I have left the towns in the old provinces the privilege of electing their own magistrates, and have not interfered with these elections unless they were misused and some families of burghers monopolized all the authority to the prejudice of the rest. In Silesia I have deprived them of the franchise, for fear of their filling the councils with men who are devoted to Austria. With time, and when the present generation has passed away, it will be possible to restore the electoral system in Silesia without danger.


On the peasants

I have relaxed [on the Crown estates] the services which the peasants used to perform; instead of six days labor service a week, they now have to perform only three. This has provoked the nobles’ peasants, and in several places they have resisted their lords. The sovereign should hold the balance even between the peasant and the gentleman, so that they do not ruin one another. In Silesia the peasants, outside Upper Silesia, are very well placed; in Upper Silesia they are serfs. One will have to try to free them in due course. I have set the example on my Crown lands, where I have begun putting them on the same footing as the Lower Silesians. One should further prevent peasants from buying nobles’ lands, or nobles, peasants’, because peasants cannot serve as officers in the army, and if the nobles convert peasant holdings into demesne farms, they diminish the number of inhabitants and cultivators.

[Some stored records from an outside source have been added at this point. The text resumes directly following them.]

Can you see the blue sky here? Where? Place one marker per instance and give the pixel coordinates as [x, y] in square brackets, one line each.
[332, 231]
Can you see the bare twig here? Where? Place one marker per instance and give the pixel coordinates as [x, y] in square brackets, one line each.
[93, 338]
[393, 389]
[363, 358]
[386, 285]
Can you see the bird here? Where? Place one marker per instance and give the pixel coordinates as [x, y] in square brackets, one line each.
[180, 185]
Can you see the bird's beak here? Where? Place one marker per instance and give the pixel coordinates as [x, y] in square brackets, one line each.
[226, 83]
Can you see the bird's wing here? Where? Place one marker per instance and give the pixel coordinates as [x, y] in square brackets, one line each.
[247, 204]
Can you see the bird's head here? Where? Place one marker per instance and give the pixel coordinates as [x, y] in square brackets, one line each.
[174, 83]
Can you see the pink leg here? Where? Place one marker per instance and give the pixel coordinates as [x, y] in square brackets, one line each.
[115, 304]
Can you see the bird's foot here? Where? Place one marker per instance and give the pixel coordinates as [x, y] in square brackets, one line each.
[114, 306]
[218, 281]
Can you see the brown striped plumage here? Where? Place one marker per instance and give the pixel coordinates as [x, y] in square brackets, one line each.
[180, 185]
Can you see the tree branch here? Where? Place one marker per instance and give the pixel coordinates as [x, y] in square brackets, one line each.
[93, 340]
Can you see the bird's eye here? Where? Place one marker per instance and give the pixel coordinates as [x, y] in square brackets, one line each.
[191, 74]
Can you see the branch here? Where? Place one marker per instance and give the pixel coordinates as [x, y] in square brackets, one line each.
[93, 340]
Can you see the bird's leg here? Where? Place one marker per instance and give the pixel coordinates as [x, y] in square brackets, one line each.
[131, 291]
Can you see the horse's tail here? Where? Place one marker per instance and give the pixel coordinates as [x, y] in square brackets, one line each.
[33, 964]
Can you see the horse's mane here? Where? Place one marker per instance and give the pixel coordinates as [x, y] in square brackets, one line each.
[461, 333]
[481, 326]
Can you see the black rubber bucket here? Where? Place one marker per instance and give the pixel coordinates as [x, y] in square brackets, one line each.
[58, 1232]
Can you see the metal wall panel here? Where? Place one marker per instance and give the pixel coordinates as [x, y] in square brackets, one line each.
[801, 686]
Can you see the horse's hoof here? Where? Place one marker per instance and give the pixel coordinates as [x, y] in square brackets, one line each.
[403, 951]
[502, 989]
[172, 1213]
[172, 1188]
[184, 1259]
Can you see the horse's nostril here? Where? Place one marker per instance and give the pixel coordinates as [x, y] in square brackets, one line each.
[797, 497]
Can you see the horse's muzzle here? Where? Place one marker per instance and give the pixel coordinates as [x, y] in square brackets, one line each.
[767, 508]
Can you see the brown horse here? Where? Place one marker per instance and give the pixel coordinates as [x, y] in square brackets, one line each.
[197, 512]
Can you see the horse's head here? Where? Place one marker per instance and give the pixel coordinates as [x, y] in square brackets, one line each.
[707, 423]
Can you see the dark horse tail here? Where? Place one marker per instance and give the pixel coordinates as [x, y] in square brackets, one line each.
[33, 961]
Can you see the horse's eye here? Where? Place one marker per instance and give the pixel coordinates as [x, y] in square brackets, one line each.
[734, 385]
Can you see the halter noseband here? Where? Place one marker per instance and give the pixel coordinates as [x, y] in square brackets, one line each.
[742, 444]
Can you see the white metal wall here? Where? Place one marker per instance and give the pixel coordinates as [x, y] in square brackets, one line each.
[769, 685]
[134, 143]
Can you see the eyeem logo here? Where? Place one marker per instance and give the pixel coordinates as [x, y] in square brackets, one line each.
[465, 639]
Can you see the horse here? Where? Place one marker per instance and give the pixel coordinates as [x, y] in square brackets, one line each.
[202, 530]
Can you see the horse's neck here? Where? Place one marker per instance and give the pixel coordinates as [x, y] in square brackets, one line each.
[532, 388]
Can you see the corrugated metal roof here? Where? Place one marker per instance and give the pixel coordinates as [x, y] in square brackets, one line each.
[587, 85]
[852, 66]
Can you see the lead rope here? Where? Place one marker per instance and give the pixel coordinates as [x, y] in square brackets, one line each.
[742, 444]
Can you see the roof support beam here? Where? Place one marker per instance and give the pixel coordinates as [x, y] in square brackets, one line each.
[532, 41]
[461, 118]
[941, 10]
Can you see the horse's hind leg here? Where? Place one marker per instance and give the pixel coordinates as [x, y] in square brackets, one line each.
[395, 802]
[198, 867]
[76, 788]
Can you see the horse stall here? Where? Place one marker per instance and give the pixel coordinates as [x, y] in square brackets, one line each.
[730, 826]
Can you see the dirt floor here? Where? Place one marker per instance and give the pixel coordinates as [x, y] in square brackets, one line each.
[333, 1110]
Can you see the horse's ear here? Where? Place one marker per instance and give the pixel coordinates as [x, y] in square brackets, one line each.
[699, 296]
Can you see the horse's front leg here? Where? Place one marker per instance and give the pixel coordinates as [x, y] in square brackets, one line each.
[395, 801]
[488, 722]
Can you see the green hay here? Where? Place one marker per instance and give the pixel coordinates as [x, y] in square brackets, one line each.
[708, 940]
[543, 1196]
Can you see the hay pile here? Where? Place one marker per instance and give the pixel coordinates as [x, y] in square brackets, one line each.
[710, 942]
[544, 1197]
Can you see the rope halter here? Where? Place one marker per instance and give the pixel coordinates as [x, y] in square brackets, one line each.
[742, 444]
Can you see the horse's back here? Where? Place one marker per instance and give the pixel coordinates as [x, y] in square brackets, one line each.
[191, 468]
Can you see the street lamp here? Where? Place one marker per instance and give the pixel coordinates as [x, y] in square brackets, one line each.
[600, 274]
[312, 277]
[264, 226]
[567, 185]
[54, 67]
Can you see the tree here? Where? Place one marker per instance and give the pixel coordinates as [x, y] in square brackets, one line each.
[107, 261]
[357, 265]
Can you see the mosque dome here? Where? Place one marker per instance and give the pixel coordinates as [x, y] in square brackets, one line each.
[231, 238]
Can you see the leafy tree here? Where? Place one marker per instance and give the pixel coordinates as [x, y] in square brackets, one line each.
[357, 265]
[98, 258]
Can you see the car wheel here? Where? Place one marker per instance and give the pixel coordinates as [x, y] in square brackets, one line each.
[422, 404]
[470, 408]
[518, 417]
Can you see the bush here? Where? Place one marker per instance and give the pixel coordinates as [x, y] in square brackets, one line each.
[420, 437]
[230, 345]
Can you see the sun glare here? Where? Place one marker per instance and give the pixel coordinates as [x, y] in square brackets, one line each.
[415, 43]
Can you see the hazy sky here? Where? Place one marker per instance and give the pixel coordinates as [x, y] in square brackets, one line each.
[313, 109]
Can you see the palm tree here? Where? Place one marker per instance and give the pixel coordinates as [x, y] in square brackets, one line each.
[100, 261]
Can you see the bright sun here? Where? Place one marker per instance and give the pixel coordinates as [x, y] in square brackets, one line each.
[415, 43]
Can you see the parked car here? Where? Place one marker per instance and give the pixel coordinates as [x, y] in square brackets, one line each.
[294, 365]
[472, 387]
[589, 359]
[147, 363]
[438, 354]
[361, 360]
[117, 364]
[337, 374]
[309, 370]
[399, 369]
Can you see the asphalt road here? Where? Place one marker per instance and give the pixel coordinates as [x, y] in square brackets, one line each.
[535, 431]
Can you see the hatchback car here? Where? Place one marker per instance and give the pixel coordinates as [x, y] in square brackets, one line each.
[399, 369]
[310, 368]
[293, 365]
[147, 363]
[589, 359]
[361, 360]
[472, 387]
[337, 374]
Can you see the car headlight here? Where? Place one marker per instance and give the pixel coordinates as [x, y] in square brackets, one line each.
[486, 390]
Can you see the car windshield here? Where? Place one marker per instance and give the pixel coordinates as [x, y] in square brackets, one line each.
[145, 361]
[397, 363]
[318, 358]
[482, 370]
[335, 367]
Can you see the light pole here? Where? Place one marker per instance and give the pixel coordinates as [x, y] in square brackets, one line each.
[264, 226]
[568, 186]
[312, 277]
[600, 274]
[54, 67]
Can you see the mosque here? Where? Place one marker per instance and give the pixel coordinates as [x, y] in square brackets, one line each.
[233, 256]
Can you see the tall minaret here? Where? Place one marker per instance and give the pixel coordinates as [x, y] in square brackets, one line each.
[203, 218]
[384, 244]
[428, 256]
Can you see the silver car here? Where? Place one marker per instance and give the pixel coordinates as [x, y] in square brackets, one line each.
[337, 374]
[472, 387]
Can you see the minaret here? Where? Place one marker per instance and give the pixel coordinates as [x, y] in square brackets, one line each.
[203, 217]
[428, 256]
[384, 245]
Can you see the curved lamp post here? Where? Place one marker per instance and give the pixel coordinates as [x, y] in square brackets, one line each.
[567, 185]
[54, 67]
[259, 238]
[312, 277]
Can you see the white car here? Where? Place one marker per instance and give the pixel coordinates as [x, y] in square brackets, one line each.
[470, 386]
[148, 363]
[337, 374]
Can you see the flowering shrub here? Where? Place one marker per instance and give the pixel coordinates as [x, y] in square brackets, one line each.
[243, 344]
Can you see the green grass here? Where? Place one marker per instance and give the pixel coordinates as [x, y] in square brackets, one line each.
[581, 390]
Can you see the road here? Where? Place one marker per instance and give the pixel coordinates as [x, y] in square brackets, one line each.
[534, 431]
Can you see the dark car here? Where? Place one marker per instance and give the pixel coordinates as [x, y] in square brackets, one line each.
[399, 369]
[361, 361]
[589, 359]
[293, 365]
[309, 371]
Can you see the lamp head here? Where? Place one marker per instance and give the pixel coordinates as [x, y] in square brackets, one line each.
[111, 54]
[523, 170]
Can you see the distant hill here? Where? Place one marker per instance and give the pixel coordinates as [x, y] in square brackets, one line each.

That a Sovereign Should Carry on the Government Himself

In a State such as this it is necessary for the sovereign to conduct his business himself, because he will, if he is wise, pursue only the public interest, which is his own, while a Minister’s view is always slanted on matters that affect his own interests, so that instead of promoting deserving persons he will fill the places with his own creatures, and will try to strengthen his own position by the number of persons whom he makes dependent on his fortunes; whereas the sovereign will support the nobility, confine the clergy within due limits, not allow the Princes of the blood to indulge in intrigues and cabals, and will reward merit without those considerations of interest which Ministers secretly entertain in all their doings.

But if it is necessary for the Prince to conduct the internal administration of his State himself, how much more necessary is it that he should direct his own [foreign] policy, conclude those alliances which suit his purposes, form his own plans, and take up his own line in delicate and difficult situations.